Ik deed mijn uiterste best om bij mijn groepje te blijven, maar al snel was ik dat zat. Ik liep weg, en kwam mijn zus tegen. Zij bleek in dezelfde situatie te zitten. (Ook geen camera, en ook uit het groepje gezet) We hadden ontzettend veel medelijden met onszelf . Ik besloot er het beste van te maken, en sloot me weer aan bij mijn groepje. Ik probeerde met een paar goede ideeën te komen, maar dat bleek verloren werk te zijn. Toen we bij het kasteel van terworm kwamen, besloot ik alleen verder te gaan. Ik zou gewoon de hele groep volgen. Jammer genoeg lette ik niet zo goed op, en raakte ik de groep kwijt. (Niet dat dat de situatie veranderde) Ik volgde een aantal medelotgenoten, En zo kwamen we uiteindelijk bij de school terug. Ik ging de school in, en rende snel naar het lokaal waar ik moest zijn. Daar was mijn groepje al, ze hadden me blijkbaar lopen zoeken. (Huh?) We mochten ons gezicht reinigen met scrub en een maskertje. Op het laatste kon je jezelf zelfs laten opmaken. Ik draag nooit make-up (In elk geval niet naar school) maar ik wilde best opgemaakt worden. Uiteindelijk werd het dus toch nog een leuke dag . De eerste schooldag na de Meivakantie. De eerste schooldag. Ik denk persoonlijk dat niemand er zin in had. Die ochtend sleepte ik mezelf uit bed. Toen ging ik naar beneden. Zodra ik mijn moeder tegenkwam, Begon ik meteen te klagen;
“Ik-ben-zo-moeoeoeoeoehhh!” kreunde ik. Jammer genoeg was mijn moeder niet onder de indruk. “Zo is het leven.” lachte ze. Nou ja! Natuurlijk zag ik, naarmate de ochtend verstreek steeds minder op tegen de eerste bel. Toch keek ik er niet naar uit. Ik deed nog een aantal pogingen om mijn zin te krijgen. “Ik geloof dat ik ziek ben.” kreunde ik. Jammer genoeg ben ik nooit goed geweest in acteren. “Ach, ik ben ook ziek.” Lachte mijn moeder. “Maar ik ben schoolziek!” probeerde ik nog. Maar het hielp natuurlijk geen steek. Even later liep ik de school in met een knoop in mijn maag. Ik werd gelukkig hartelijk ontvangen door mijn klasgenoten. Dat was tenminste iets. Al met al viel het eigenlijk best mee. De Maandag vloog voorbij. Net als de rest van de week. Nu ik op Vrijdag dit zit te typen, denk ik: Was dat nou zo erg? Ik hoef straks nog maar èèn uur. En dan heb ik alweer weekend. Ik weet zeker dat ik komende Maandagochtend weer met een knoop in mijn maag wakker wordt. Maar dat komt nog wel.

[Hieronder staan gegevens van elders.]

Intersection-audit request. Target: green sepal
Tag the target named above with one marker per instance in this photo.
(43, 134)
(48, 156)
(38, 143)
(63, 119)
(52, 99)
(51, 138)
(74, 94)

Pop on top We zouden op 19 mei met het hele gezin naar een concert gaan. Ik gooide al mijn kleren uit mijn kledingkast, en groef net zolang tot ik een tshirt had gevonden wat vies mocht worden maar wel toonbaar was. Zoals verwacht vond ik niks . Toen besloot ik de klerenkast van mijn zus uit te pluizen. Uiteindelijk vond ik iets wat van mij was, maar per ongeluk in haar kast lag. Ik trok het aan.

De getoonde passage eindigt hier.